Trending: veggie salts

These savory crystals are spicing up meals at in-the-know restaurants.

At a recent dinner at Blue Hill at Stone Barns, the upstate New York restaurant that’s basically the dictionary definition of farm-to-table, a bread plate is accompanied by a curious bowl of tiny green crystals. “Arugula salt,” the waiter explains—a combo of dehydrated, ground arugula and traditional salt.

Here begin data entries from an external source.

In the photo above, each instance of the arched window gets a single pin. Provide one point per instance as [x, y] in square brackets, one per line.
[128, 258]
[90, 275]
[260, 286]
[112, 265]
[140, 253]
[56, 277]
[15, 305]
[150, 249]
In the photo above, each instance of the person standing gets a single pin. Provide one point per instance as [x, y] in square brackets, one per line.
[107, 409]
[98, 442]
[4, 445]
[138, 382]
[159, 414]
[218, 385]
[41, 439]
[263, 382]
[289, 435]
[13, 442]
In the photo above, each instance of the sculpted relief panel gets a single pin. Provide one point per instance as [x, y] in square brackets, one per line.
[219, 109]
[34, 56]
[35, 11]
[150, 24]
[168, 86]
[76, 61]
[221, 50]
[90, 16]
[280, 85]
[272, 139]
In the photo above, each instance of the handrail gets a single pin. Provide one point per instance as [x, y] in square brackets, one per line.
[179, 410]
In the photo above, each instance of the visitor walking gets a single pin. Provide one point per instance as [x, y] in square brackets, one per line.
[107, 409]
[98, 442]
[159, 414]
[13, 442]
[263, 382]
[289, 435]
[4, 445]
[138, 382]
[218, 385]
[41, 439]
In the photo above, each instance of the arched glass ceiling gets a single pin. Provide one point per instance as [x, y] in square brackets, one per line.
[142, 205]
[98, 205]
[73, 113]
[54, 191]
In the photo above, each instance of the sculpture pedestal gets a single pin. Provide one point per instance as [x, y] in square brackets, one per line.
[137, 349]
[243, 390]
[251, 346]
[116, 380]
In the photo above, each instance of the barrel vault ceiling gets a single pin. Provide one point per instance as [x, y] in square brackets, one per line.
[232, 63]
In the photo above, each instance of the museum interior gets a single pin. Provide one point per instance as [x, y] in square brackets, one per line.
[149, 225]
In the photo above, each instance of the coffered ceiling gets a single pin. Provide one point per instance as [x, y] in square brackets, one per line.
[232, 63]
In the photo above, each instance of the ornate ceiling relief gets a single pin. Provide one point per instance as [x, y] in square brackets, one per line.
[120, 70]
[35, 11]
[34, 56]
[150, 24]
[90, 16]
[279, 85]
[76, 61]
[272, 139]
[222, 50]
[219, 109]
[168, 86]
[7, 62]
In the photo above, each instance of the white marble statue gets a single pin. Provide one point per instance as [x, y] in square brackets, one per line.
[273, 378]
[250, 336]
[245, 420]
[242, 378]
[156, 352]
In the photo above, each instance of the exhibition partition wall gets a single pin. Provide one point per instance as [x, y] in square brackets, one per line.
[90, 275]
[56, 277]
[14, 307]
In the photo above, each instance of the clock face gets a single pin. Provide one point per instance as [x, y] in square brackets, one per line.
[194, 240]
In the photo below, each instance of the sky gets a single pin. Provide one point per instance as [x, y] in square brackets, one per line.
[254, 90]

Adding herbs or veggies to salt not only amps up the flavor; it also slashes the amount of sodium per serving. (Easy math: If you fill your shaker with a 50/50 mixture of salt and dehydrated veggies, that’s 50% less sodium per shake.) The home cook's version of veggie salt is also super easy to make. Jennifer Burns Bright of food blog Culinaria Eugenius,who makes salts out of carrots, beets, celeriac, mushrooms and more, explains how:

1. Grate your root vegetables. Weigh and combine with the same weight of kosher salt (e.g., 400g grated carrots, 400g salt) in a plastic sealable bag. Refrigerate for two days.

2. Preheat your oven to its lowest setting, or as close to 125 degrees as possible. Spread salt/veggie mixture on tray lined with parchment paper and dry in oven for several hours, until brittle.

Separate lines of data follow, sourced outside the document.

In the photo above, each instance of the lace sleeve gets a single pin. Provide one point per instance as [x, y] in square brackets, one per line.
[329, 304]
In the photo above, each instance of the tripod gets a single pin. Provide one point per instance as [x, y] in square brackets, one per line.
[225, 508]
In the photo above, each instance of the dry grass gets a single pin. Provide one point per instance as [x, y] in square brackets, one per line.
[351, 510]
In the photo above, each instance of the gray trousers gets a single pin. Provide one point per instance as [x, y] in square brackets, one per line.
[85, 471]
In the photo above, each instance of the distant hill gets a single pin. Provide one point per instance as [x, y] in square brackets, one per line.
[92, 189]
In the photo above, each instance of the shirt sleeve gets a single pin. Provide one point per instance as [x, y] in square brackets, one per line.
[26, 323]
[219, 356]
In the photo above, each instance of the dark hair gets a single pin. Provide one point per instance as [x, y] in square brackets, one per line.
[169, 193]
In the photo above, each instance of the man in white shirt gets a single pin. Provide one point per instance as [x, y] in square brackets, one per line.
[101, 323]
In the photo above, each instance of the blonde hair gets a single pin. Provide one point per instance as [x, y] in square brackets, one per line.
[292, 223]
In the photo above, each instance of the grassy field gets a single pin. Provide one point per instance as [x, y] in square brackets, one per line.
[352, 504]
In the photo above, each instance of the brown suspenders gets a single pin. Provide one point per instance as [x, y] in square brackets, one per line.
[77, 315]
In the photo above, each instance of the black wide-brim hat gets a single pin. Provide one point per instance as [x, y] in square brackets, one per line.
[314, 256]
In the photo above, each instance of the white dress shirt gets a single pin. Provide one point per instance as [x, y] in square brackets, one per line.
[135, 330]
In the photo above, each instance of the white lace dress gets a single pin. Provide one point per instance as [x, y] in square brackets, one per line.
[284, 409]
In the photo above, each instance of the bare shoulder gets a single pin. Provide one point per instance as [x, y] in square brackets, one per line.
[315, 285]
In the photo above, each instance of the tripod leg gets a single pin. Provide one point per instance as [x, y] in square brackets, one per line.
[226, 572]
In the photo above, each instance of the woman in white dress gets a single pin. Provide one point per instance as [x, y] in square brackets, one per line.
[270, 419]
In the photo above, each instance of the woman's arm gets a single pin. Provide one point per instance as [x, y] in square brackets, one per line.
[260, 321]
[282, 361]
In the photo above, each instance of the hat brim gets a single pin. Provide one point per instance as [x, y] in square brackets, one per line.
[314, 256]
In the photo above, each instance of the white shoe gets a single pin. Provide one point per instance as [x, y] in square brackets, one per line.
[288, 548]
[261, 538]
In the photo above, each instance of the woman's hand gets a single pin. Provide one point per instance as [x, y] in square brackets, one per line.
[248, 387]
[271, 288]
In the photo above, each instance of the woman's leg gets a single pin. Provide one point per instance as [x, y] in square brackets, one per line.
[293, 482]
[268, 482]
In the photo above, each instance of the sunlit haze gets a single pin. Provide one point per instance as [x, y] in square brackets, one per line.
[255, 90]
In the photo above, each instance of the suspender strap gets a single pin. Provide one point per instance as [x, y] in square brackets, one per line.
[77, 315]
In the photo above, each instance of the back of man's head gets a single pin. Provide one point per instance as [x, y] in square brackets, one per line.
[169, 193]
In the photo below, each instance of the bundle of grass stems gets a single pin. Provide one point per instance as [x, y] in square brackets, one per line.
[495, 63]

3.Whirl in food processor until powdered.

*Note: If using mushrooms, skip the pre-salting and refrigeration step, and simply whirl dried mushrooms with salt.

Sub your veggie salt for regular salt in savory recipes, or sprinkle it over kale chips or sweet potato fries. Burns Bright’s best tip? “I use mushroom salt to add umami to soup,” she says.